WeWork Cos. on Thursday disclosed it raised another $1 billion in funding from SoftBank Group Corp. 9984 -0.10% , as the shared-office company continues its rapid growth by doubling revenue but piling up losses, according to newly released financial information on Thursday.
The New York-based company said its loss in the first half of the year more than tripled to $723 million from the year-ago period as it accelerates opening new spaces and spendsmore to market them. Revenue for the first half of this year more than doubled to $763.8 million.

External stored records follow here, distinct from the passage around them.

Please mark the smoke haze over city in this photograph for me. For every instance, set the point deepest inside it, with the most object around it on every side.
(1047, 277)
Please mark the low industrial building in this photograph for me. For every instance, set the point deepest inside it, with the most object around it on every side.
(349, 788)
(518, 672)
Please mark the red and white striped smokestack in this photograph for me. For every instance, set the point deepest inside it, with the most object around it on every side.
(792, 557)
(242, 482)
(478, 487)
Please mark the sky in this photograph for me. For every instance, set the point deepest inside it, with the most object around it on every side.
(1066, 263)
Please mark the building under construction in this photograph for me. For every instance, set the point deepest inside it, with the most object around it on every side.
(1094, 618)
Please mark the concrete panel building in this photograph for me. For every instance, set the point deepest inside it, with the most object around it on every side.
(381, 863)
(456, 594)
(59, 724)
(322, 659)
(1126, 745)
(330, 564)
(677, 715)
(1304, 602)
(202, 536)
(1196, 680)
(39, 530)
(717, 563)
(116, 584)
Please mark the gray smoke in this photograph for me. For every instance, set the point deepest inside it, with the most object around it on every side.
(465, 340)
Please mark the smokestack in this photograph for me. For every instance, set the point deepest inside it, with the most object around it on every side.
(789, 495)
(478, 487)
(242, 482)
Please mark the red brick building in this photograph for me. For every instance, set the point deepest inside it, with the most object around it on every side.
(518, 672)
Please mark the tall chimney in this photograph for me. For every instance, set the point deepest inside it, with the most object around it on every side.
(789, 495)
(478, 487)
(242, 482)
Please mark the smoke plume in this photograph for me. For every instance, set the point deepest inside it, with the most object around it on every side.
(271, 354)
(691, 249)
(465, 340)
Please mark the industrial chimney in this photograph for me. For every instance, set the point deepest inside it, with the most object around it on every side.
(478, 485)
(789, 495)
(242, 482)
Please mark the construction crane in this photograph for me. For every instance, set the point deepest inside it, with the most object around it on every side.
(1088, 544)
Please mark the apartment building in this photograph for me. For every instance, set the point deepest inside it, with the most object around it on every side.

As a private company, WeWork isn’t required to publicly disclose its financial numbers, but it released the figures to the media in tandem with a periodic update to bond investors.
WeWork, one of the world’s most valuable startups with a valuation of about $20 billion, said the new funding from its investor SoftBank came in the form of a subordinated convertible note that is structured to give the Japanese company an edge in the next fundraising round. SoftBank already invested $4.4 billion in equity funding in WeWork last August.
If SoftBank leads an equity round of at least $1 billion, the notes will convert into preferred shares at whatever valuation the investor sets. If another investor leads a funding round of $1 billion or more, SoftBank will automatically get shares that value the company at $42 billion—twice the previous valuation—or more if the shares are priced higher.
The note, which accrues interest of 2.8% a year starting next September, gives WeWork more financial power to lease and acquire new buildings while modernizing the offices with glass walls and upscale furnishings. The eight-year-old company typically has raised money through direct investments, collecting more than $6 billion, but earlier this year it raised $702 million in its first bond sale.
There are signs that WeWork’s scale is driving down costs. The company expects net construction costs per desk to fall 20% in 2018 to $4,500, after it declined 22% last year.